Italy-facing sportsbooks remain hopeful that the country’s decision makers will amend the current draft Stability Law and introduce a 20% revenue tax across all online betting and gaming products.
Earlier this week Italy’s Budget Committee passed a number of amendments to the bill, including a provision to tax online sportsbooks at 22% of GGR, higher than the 20% rate proposed for other online verticals.
But while the bill is expected to be passed in the coming days – the new betting tax is set to be implemented on 1 January 2016 – eGaming Review understands the wording of the draft has changed a number of times in recent weeks, giving hope that the 22% rate could yet be lowered.
Speaking to eGR, Remote Gaming Association chief executive Clive Hawkswood said he was pleased the country had decided to move away from a turnover-based taxation model but questioned the differential treatment reserved for sports betting.
“It’s a very positive step that there will be a move to GGR because that’s something we’ve called for since the outset, but it would be much more sensible to have a single rate for all online gambling activity,” Hawkswood said.
“The proposed difference between betting and gaming still hasn’t been explained adequately and hopefully good sense will prevail,” he added.
News of the tax switch was welcomed by Sky Bet Italia MD Giovanna D’Esposito, although the 22% rate took her somewhat by surprise.

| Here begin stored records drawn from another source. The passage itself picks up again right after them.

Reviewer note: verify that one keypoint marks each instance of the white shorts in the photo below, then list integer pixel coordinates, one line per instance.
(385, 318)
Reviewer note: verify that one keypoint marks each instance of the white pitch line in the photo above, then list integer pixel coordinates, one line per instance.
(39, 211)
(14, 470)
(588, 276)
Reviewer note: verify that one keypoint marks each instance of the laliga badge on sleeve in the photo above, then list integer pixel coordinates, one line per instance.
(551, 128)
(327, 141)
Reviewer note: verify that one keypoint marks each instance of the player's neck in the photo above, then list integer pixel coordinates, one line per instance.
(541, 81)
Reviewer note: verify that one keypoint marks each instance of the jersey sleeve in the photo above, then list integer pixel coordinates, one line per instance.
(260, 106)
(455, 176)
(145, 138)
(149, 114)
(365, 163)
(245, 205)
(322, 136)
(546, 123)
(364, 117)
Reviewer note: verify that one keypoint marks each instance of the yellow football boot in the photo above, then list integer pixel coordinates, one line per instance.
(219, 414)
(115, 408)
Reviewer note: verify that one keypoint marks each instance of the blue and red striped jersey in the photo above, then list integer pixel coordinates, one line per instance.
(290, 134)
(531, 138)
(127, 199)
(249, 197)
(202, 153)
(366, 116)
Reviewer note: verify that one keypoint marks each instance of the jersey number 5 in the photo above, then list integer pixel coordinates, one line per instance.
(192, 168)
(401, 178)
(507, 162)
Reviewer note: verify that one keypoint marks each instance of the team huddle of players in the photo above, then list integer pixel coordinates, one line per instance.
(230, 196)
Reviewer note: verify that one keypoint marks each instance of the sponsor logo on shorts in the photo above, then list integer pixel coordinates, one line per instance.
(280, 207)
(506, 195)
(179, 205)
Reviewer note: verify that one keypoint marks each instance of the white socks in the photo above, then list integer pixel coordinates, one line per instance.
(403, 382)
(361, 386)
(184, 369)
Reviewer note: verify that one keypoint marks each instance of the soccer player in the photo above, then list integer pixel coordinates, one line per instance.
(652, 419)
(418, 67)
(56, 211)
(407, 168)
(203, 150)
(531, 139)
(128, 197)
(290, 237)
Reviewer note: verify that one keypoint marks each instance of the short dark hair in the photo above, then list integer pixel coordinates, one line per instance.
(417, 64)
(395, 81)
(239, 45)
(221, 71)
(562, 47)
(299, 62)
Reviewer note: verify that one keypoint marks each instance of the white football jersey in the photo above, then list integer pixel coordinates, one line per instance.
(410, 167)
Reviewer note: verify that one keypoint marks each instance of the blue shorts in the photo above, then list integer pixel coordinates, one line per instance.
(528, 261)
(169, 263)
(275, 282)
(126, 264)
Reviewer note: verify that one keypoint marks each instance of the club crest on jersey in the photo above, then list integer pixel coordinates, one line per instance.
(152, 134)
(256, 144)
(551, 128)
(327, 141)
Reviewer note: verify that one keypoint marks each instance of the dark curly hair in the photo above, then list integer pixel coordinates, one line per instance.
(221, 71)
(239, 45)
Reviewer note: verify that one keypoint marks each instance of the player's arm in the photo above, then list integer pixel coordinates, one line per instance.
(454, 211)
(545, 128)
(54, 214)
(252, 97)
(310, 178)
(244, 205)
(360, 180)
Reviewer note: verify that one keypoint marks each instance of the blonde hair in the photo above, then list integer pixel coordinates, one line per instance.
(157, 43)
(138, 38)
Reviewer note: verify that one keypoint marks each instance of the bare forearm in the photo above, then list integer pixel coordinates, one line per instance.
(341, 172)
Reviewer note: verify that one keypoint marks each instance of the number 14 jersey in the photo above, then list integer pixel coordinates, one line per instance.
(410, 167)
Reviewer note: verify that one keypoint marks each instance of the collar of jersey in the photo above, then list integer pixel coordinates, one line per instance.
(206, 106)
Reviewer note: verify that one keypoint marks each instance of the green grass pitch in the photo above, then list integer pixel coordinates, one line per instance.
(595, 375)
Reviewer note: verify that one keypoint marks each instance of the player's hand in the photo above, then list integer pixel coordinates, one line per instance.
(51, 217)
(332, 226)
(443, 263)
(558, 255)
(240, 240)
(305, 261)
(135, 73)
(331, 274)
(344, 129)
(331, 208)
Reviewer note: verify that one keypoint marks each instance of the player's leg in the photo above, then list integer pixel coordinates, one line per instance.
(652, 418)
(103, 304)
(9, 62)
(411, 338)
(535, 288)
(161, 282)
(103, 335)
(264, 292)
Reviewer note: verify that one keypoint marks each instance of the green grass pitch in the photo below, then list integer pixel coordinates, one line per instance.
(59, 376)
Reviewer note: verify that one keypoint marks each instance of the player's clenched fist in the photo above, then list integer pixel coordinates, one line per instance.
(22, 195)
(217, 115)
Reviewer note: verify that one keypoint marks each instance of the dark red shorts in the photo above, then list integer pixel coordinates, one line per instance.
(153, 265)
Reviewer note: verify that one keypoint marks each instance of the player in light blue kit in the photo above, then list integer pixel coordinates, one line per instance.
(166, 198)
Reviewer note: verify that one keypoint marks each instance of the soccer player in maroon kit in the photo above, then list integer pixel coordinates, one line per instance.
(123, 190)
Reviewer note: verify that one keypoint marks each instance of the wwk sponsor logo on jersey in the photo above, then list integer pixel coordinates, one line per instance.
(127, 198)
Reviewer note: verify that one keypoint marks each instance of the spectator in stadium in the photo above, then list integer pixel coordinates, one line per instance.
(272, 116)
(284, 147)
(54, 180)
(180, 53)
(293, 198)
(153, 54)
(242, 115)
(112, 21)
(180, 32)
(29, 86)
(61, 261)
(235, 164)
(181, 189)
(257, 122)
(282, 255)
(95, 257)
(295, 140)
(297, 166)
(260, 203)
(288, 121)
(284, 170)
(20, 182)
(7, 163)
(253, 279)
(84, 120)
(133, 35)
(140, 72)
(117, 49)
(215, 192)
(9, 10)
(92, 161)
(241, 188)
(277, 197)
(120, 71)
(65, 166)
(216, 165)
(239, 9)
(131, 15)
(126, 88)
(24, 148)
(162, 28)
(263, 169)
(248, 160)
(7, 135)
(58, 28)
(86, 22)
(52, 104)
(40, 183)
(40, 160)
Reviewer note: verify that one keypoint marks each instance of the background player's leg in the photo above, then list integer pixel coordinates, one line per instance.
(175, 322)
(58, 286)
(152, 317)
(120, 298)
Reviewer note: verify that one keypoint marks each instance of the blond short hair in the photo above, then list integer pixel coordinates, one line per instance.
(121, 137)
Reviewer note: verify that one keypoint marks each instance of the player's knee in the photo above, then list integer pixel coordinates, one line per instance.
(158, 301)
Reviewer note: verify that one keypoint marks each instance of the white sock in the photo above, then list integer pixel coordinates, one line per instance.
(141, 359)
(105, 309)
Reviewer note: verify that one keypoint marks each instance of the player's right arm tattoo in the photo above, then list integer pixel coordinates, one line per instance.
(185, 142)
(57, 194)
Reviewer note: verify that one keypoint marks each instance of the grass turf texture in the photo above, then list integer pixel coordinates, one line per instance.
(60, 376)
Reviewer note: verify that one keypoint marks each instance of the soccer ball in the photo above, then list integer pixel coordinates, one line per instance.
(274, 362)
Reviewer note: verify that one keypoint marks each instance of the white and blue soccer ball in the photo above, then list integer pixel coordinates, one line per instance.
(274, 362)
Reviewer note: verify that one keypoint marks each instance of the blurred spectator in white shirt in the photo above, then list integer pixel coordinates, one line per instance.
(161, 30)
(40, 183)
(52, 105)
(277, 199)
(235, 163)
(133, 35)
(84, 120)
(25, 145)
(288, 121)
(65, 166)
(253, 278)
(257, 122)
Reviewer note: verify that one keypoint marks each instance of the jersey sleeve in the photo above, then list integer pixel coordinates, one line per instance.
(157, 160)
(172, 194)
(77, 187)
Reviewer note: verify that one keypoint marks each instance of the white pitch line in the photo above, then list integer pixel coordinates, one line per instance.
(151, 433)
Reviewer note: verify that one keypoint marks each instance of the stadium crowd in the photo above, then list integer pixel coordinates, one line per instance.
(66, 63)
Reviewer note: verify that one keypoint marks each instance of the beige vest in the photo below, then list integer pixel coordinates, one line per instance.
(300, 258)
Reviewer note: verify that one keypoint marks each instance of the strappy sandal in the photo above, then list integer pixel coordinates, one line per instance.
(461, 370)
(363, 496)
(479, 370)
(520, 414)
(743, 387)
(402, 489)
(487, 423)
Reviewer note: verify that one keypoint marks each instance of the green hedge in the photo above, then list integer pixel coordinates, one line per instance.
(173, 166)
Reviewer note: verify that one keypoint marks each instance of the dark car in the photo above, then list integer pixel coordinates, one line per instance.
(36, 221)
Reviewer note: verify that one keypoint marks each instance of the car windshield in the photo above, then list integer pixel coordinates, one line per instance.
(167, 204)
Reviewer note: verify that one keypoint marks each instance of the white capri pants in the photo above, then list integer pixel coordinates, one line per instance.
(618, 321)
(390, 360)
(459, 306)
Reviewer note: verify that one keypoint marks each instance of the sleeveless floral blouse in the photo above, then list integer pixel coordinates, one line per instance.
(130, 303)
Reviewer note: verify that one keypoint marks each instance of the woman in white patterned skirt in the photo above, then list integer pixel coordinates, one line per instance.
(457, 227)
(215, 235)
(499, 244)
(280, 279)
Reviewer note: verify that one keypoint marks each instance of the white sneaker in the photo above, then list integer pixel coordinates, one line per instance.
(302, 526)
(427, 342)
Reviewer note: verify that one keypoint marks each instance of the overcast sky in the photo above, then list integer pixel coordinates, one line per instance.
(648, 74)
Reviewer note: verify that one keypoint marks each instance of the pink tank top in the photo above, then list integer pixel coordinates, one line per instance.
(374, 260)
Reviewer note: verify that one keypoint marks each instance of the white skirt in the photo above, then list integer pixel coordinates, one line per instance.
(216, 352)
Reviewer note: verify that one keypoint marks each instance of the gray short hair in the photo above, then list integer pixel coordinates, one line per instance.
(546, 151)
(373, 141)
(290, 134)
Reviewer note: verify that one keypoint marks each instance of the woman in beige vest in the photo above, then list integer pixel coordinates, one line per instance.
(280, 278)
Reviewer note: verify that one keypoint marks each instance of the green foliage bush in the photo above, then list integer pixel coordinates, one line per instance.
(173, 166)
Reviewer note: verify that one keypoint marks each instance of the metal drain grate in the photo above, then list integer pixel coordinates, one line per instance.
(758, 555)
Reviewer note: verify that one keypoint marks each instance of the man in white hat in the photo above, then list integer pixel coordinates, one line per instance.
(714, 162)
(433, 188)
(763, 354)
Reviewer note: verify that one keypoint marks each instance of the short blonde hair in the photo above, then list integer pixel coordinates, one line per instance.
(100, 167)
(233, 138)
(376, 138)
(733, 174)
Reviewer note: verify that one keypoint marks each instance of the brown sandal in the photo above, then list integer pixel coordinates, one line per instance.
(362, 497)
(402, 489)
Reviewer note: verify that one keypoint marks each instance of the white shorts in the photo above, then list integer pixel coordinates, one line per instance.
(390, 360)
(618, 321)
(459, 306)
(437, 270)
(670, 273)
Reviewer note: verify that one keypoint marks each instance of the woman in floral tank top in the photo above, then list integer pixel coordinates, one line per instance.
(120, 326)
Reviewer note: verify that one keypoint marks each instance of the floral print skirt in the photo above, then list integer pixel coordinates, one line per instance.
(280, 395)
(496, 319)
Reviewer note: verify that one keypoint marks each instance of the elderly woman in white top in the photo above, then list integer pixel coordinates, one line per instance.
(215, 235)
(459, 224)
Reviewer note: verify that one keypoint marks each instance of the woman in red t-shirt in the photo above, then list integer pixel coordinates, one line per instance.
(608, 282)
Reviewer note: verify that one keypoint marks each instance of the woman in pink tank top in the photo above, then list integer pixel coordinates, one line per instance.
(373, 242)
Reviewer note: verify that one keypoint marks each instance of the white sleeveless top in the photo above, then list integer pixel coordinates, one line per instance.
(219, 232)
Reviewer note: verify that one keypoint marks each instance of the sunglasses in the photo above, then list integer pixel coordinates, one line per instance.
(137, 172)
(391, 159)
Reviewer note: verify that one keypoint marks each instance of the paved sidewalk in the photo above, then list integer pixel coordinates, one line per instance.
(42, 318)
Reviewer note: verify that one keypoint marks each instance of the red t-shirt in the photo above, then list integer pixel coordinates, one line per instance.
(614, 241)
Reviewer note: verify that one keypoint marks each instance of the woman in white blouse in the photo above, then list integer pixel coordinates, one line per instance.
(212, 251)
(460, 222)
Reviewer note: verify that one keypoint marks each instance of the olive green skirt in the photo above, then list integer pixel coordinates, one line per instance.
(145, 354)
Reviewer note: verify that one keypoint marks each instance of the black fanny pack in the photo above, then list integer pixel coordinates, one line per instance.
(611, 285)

“The switch to GGR taxation is a long-awaited and welcome change, however, setting a higher rate for online over retail was not expected,” D’Esposito said.
A spokesperson for one of the biggest foreign sportsbooks in the market, William Hill, also said it was hopeful that the final package would provide a commercially viable environment in which to operate.
“We expect final details of the tax rates to be confirmed this week and we continue to hope for realistic tax rates that support sustainable business models and effective regulation,” the spokesperson said.
According to the current draft law, poker tournament and bingo will also move away from a turnover-based levy to a revenue tax, although bingo’s change will only come into effect from 1 January 2017.